3000-500 B.C
Why didn’t Somalia develop as an early center of civilization like the civilization along the Indus, Euphrates and the Nile valleys?
Northern Somalia’s geographic and climate were a major impediment. Somalia is the only semi-arid country in equatorial Africa because the mountains of Abyssinia act as a rain shadow, trapping moister in Ethiopia and South Sudan. Another reasons that Ethiopia has screwed us since time immemorial. Southern Somalia on the other hand is blessed with two rivers and has the type of topography that made agricultural and by extension civilization possible. Why did complex societies develop along the Nile, Sumer, the Indus and Yellow River, but not the Shabelle and Jubba. I know that South Somalia is probably affect by Tsetse fly and Malaria but southern India and Southeast Asia are effected by the similar condition yet they developed Agricultural, kingdoms and empires by 500 B.C but Somalia did not fallow the same trajectory.
500 B.C – 500 A.D
Northern Somalia was first region to interact with the outside world. 5 cities are mention in the Pericles of the Erythraean Sea: Avalites, Malao, Mundus, Mosyllum, and Opone. These Ports cities traded in spices, frankincense and slaves. We have no records from this time and what legacy they left is either buried or has long turn to dust, so we enter speculative history. What were these cities like were they locations where nomads come to trade in the rainy season were they towns or even walled city-states like in ancient Greece. More importantly what happen to them why did they decline: we know that around 200 A.D Rome reduced their import of Frankincense and societies from Oman to northern Arabia collapse because once you have one church by extension one God, you don’t need to burn as much incense. These ancient cities become deserted and completely forgotten but this process would repeat itself many times in Somali history.
500-1000 A.D
Nothing seems to be happening in Somalia, it could be seen as a dark age. Something must have happen: climate change, social collapse or invasions that irreversible ended one era and brought about the beginning of another.
1000-1500 A.D
The Islamic era the beginning of Somalia history as we know it. It led to a proliferation of cities: in northern Somalia there were Zeila, Harar, Abasa, Amoud Maduna. In southern Somalia there was Moqadhiso, Barawa, Merka, Gondershe,Nimmo. Many of these cities contain Citadels, mosques, aqueducts, lights houses and tombs. These trapping of civilization would have required a large agriculture base and some sort of social hierarchy but we will never know much because Somalis didn’t write their own history we wouldn’t have know about the details of conquest of Abyssinia without the information contain within the Futah Al-habasha. I would kill for a chronicle of the walashma dynasty or the Ajuuran but alas it wasn’t meant to be.
1500-1900 A.D
Time of upheaval, mass migration and social confusion, much of the accomplishment of the previous generation were destroyed. Cities were abandoned, aqueducts and lighthouse fell to disrepair and fields were allowed to fallow effectively everything was allowed to decline. If we look at one example Mogadishu, this city was once the jewel of Somalia but it dynasty was overthrown. The population of the city declined to 5 thousand from a historic high of 50 thousand and become divided into feuding factions: Shangani and Xamarweyn after suffering from plague and civil strife. It would remain in this deplorable state until the Omanis sold their holding in Somalia to the Italians who remade Mogadishu into the capital of Italian Somaliland.
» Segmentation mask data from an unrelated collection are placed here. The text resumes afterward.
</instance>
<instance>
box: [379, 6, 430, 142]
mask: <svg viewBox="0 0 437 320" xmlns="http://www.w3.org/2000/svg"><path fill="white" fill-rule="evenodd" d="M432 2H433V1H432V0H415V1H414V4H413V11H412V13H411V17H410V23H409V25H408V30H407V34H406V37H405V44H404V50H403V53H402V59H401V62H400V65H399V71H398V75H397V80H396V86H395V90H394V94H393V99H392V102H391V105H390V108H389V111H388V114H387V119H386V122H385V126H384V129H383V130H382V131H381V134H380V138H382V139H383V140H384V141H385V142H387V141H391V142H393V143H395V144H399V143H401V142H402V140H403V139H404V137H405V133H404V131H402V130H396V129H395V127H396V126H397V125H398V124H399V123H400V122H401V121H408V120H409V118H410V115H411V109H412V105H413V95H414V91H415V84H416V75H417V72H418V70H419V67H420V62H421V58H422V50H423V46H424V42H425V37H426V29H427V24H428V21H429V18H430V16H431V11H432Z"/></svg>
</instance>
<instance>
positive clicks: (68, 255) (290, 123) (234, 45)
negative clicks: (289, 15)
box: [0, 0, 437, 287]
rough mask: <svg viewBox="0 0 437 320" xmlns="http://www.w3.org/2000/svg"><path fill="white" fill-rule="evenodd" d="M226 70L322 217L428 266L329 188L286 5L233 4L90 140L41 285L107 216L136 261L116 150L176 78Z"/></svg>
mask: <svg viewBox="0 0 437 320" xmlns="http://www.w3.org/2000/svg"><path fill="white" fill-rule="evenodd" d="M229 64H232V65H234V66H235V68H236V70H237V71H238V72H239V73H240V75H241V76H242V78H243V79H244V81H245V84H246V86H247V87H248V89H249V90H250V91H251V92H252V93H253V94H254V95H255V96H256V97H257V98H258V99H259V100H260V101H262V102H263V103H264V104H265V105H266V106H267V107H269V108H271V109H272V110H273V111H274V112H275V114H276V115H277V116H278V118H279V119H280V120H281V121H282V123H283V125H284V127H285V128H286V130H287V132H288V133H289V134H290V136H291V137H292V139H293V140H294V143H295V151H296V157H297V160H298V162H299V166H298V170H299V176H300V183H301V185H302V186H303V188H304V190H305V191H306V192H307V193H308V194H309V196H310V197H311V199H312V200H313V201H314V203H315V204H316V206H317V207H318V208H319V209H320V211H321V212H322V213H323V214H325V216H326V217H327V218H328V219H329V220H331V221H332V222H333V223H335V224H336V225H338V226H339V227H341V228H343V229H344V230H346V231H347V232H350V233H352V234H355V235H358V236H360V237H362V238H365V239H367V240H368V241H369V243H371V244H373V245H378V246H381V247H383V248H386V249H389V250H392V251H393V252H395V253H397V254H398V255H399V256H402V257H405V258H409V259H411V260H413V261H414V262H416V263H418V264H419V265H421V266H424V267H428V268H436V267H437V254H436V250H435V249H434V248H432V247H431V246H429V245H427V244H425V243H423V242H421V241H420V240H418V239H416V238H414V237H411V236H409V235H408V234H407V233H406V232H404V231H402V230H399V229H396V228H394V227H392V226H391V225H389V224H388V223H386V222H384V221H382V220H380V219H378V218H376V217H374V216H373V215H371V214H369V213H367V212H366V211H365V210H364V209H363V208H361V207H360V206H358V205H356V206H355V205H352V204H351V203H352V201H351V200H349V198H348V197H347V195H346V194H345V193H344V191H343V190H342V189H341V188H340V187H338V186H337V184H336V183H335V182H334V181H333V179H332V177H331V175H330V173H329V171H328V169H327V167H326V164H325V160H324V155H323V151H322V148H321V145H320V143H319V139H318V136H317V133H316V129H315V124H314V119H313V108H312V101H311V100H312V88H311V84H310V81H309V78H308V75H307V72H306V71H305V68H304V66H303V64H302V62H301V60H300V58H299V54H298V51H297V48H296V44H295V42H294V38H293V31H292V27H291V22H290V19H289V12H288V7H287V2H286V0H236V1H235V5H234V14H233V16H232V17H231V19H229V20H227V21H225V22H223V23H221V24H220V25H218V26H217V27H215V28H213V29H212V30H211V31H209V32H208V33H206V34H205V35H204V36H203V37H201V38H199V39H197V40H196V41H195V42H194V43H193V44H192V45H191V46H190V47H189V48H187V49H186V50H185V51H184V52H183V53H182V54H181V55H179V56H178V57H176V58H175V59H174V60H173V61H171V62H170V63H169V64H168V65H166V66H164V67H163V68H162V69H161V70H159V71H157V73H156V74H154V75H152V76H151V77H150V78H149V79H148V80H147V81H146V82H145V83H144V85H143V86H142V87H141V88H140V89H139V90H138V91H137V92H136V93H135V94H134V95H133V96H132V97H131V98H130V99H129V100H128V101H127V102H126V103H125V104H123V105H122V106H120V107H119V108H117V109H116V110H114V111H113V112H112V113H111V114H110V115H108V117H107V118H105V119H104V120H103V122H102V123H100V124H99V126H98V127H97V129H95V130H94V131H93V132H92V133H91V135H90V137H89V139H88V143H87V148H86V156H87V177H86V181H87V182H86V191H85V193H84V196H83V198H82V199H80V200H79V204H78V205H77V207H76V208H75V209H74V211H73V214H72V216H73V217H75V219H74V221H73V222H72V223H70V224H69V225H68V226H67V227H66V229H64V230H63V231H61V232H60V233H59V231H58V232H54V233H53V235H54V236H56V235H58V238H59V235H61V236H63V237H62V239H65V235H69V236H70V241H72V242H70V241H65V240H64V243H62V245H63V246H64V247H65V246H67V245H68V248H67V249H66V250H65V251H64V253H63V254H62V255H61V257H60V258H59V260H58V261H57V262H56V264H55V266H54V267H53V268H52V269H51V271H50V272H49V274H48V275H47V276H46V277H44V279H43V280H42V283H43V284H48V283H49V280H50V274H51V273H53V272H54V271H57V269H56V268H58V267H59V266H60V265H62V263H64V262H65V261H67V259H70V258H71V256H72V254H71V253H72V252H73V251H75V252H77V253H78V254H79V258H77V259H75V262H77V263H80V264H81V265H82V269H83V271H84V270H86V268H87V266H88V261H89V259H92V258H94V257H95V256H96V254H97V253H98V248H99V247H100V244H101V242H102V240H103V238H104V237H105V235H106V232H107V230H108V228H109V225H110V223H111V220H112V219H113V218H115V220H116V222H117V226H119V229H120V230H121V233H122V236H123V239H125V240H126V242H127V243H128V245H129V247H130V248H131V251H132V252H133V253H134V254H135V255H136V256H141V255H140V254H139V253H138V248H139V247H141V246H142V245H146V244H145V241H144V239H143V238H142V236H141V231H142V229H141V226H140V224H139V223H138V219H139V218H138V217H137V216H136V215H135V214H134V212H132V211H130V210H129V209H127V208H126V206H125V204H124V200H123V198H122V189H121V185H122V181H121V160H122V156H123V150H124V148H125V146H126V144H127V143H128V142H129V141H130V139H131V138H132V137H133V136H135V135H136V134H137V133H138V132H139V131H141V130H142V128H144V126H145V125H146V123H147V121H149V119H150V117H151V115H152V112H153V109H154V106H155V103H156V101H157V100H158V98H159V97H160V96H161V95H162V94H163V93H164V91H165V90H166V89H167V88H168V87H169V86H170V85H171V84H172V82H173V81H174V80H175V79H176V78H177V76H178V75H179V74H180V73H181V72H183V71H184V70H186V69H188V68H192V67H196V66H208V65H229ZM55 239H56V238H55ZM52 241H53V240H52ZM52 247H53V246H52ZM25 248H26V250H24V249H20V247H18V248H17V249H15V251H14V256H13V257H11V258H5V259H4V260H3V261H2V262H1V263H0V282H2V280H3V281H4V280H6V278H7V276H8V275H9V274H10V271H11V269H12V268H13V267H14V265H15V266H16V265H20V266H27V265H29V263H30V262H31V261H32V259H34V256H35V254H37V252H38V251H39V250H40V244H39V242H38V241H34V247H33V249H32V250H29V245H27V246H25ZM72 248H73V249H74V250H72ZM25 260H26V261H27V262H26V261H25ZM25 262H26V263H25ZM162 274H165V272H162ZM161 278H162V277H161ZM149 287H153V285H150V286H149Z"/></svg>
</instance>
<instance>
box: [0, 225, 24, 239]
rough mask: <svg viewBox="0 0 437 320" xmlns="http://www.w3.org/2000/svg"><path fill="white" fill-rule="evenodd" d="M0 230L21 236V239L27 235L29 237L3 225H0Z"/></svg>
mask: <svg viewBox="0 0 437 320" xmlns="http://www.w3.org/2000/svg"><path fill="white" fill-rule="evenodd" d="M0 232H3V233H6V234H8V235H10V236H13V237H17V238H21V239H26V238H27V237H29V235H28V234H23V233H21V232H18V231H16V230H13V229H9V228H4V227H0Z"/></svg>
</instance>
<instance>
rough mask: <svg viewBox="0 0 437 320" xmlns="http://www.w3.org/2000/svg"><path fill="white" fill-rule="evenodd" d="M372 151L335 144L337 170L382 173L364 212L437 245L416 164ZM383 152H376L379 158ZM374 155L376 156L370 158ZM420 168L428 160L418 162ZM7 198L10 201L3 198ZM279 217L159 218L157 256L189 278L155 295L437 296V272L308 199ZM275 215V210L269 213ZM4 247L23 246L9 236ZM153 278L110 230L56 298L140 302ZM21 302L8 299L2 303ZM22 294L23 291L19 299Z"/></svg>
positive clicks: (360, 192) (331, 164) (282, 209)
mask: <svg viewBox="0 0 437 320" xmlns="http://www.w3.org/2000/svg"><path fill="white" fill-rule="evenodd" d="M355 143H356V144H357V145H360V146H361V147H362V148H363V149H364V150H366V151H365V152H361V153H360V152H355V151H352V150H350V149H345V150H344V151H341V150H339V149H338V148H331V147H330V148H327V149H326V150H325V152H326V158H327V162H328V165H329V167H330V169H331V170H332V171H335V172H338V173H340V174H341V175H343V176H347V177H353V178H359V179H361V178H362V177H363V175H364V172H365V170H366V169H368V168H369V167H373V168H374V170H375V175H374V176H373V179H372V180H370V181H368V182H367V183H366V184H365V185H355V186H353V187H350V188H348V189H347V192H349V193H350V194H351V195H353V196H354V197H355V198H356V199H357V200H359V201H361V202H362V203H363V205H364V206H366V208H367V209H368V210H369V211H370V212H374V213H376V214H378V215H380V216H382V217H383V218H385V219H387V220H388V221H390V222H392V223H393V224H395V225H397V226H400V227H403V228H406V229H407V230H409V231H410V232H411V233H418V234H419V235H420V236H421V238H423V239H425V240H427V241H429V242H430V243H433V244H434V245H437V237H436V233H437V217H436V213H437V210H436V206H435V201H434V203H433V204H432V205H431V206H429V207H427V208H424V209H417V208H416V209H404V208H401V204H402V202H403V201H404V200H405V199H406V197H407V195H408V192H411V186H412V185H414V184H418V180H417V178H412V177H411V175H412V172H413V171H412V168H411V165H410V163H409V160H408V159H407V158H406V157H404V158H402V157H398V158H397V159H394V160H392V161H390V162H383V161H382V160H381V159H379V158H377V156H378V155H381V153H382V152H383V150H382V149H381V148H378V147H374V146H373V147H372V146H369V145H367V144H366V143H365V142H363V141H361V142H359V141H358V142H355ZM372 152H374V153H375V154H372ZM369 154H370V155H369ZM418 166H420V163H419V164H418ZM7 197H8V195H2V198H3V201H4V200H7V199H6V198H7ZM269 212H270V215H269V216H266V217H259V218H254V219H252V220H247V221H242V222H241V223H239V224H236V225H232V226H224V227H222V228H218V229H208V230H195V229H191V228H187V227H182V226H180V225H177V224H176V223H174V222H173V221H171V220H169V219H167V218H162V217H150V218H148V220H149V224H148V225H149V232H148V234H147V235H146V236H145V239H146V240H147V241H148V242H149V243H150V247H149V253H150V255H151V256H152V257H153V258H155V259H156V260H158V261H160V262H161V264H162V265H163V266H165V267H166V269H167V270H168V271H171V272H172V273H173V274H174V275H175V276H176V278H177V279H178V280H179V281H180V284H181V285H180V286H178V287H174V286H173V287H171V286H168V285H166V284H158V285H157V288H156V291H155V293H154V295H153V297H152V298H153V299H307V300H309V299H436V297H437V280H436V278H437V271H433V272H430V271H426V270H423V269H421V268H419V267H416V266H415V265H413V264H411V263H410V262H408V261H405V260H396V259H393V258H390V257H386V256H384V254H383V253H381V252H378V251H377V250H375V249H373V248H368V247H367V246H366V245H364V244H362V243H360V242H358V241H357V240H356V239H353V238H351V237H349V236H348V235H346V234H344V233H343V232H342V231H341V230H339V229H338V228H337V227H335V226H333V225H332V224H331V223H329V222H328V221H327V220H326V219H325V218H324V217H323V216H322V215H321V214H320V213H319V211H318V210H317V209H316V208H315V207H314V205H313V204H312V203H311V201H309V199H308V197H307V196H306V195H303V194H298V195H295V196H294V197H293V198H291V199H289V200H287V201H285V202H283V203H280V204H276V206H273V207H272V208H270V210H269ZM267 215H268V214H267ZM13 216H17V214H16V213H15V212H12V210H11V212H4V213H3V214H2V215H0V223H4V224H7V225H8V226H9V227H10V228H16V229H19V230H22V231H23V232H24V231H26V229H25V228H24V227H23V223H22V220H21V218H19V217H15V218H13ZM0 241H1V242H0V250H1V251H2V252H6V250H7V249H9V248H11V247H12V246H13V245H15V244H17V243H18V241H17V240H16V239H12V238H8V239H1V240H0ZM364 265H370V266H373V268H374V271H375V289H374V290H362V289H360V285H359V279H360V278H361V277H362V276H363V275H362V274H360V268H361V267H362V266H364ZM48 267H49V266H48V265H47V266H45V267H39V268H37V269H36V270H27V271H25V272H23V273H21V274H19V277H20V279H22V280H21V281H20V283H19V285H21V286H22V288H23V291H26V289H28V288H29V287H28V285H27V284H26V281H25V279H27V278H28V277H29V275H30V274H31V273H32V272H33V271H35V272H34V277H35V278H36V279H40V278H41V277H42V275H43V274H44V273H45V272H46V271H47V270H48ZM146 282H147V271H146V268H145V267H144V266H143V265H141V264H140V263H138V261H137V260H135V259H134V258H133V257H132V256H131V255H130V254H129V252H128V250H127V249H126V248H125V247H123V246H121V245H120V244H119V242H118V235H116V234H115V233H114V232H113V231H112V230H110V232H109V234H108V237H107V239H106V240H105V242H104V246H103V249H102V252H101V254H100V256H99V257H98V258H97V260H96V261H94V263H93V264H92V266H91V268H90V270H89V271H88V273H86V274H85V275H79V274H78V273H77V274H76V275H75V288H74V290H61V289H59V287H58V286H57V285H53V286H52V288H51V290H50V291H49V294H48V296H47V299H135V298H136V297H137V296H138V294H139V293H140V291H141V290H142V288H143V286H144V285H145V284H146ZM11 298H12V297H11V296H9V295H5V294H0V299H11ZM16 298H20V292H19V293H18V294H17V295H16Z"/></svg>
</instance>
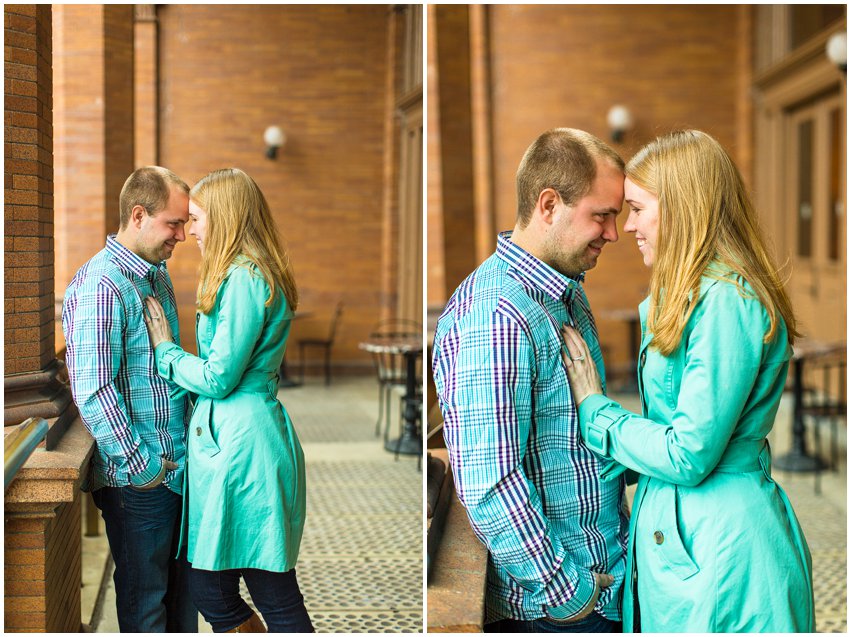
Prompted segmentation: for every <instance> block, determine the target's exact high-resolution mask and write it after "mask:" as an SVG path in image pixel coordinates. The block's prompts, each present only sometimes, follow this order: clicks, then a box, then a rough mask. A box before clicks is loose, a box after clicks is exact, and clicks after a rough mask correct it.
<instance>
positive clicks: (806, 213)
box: [780, 94, 847, 341]
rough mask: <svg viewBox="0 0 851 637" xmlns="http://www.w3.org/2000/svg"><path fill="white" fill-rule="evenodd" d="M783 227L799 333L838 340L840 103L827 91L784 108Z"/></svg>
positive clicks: (839, 329) (842, 101) (840, 287)
mask: <svg viewBox="0 0 851 637" xmlns="http://www.w3.org/2000/svg"><path fill="white" fill-rule="evenodd" d="M785 137H786V140H785V141H786V143H785V144H783V147H785V148H786V149H787V150H788V154H787V155H786V158H785V164H786V179H785V181H786V184H785V193H786V194H785V197H781V198H780V202H781V205H782V206H783V208H784V210H783V218H784V219H785V223H783V230H784V235H785V241H784V244H785V247H786V250H785V252H786V256H787V257H788V259H789V261H790V265H791V266H792V267H791V278H790V280H789V284H788V290H789V292H790V295H791V296H792V303H793V307H794V308H795V311H796V313H797V316H798V319H799V321H800V329H801V331H802V332H803V333H804V335H805V336H808V337H810V338H813V339H816V340H819V341H835V340H842V339H845V327H846V298H845V294H846V283H845V273H846V263H847V257H846V236H845V209H844V202H845V185H846V183H845V176H846V173H845V171H846V168H845V166H846V163H845V108H844V104H843V101H842V99H841V97H840V95H838V94H828V95H827V96H823V97H821V98H818V99H816V100H813V101H811V102H809V103H807V104H804V105H802V106H799V107H796V108H794V109H790V110H788V111H787V126H786V127H785Z"/></svg>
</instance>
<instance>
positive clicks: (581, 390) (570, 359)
mask: <svg viewBox="0 0 851 637" xmlns="http://www.w3.org/2000/svg"><path fill="white" fill-rule="evenodd" d="M561 335H562V338H563V339H564V345H565V347H563V348H562V350H561V358H562V360H563V361H564V364H565V366H566V367H567V378H568V381H569V382H570V392H571V393H572V394H573V401H574V402H575V403H576V405H577V407H578V406H579V405H580V404H582V401H583V400H585V399H586V398H588V396H590V395H591V394H602V393H603V384H602V382H601V381H600V374H599V373H598V372H597V366H596V365H595V364H594V359H593V357H592V356H591V350H589V349H588V344H587V343H586V342H585V339H583V338H582V336H581V335H580V334H579V332H577V331H576V330H575V329H573V328H572V327H570V326H568V325H567V324H565V325H562V328H561Z"/></svg>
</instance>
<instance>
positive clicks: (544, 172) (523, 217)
mask: <svg viewBox="0 0 851 637" xmlns="http://www.w3.org/2000/svg"><path fill="white" fill-rule="evenodd" d="M598 159H601V160H604V161H609V162H611V163H612V165H614V166H616V167H617V168H619V169H620V170H621V171H623V169H624V162H623V159H621V157H620V155H618V154H617V153H616V152H615V151H614V150H612V149H611V148H610V147H609V145H608V144H606V143H605V142H603V141H602V140H600V139H598V138H596V137H594V136H593V135H591V134H590V133H586V132H585V131H581V130H578V129H575V128H554V129H552V130H549V131H547V132H546V133H543V134H542V135H541V136H540V137H538V139H536V140H535V141H534V142H532V145H531V146H529V148H527V149H526V153H525V154H524V155H523V159H522V160H521V161H520V166H519V168H518V169H517V221H518V223H519V224H520V227H521V228H525V227H526V226H527V225H528V224H529V221H530V219H531V218H532V210H534V208H535V204H536V202H537V201H538V196H539V195H540V194H541V191H543V190H545V189H546V188H552V189H553V190H555V191H556V192H557V193H558V194H559V196H560V197H561V199H562V202H564V204H565V205H566V206H572V205H573V204H575V203H576V202H577V201H579V200H580V199H582V197H584V196H585V195H587V194H588V192H589V191H590V190H591V186H592V184H593V183H594V178H595V177H596V176H597V160H598Z"/></svg>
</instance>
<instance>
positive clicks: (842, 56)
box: [824, 31, 847, 73]
mask: <svg viewBox="0 0 851 637" xmlns="http://www.w3.org/2000/svg"><path fill="white" fill-rule="evenodd" d="M824 50H825V53H826V54H827V57H828V59H829V60H830V61H831V62H833V63H834V64H835V65H836V66H838V67H839V70H840V71H842V72H843V73H845V69H846V66H847V54H846V50H845V32H844V31H840V32H839V33H834V34H833V35H832V36H830V38H829V39H828V41H827V44H826V45H825V46H824Z"/></svg>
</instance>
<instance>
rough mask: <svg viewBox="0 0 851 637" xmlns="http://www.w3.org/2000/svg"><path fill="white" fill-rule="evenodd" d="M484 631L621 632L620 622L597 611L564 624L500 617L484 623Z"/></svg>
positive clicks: (614, 632) (539, 631) (590, 632)
mask: <svg viewBox="0 0 851 637" xmlns="http://www.w3.org/2000/svg"><path fill="white" fill-rule="evenodd" d="M485 632H486V633H621V632H623V626H622V625H621V622H614V621H612V620H610V619H606V618H605V617H603V616H602V615H600V614H599V613H597V612H593V613H591V614H590V615H588V617H586V618H584V619H580V620H579V621H578V622H569V623H566V624H563V623H558V622H553V621H550V620H548V619H543V618H541V619H534V620H531V621H523V620H520V619H501V620H499V621H496V622H493V623H490V624H485Z"/></svg>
The Technology of making Paper was transferred to the Muslim world at the battle of the Talas River. Chinese engineers brought the technology to the Abbasid court and from there it quickly spread to the rest of the Muslim world. Without this technology the golden age of Abbasid dynasty wouldn’t have occurred. There would have be no libraries, bookstores and most important no House of Wisdom. This technology however did not disseminate the same way in Somalia. In Somalia only wadaad were literate and they alone wrote in Arabic for religious purposes so today we have religious documents but no secular document about ruler and their government have survived. Also Ibn Khaldun says in his book Muqaddimah that civilizations in pre-modern time follow a cycle, a dynasty would emerge on the periphery and due to it stronger social cohesion subdue a decadent social order eg another dynasty. As time goes they become decadent and rote from within thus they are ripe for conquer by the next group and so the cycle repeat again and again. So why didn’t the Somalis fallow this trajectory. The Cissa, Gadabirsi and Garri Kombi didn’t build the abandon cities of northern Somalia I believe the Harla build them just like they build most of the countless abandon cities and palaces in the Harar plateau. Yet these clans inherited little from this advance civilization when Richard Burton was making his celebrated adventure to Harar the Somali Garri Kombo were just begin to settle down and become farmers almost 300 years after the fall of the Harla civilization. The same thing happened to the Hiraab and other migrating northern Somali when they inherited the Ajuuraan and Mogadishu dynasties’ lands. They didn’t assimilate and build on the civilization they inherited. They didn’t become more organized, sedentary or hierarchal instead they remain nomads. Why is it only in Somalia that we see civilizational collapse not once but twice?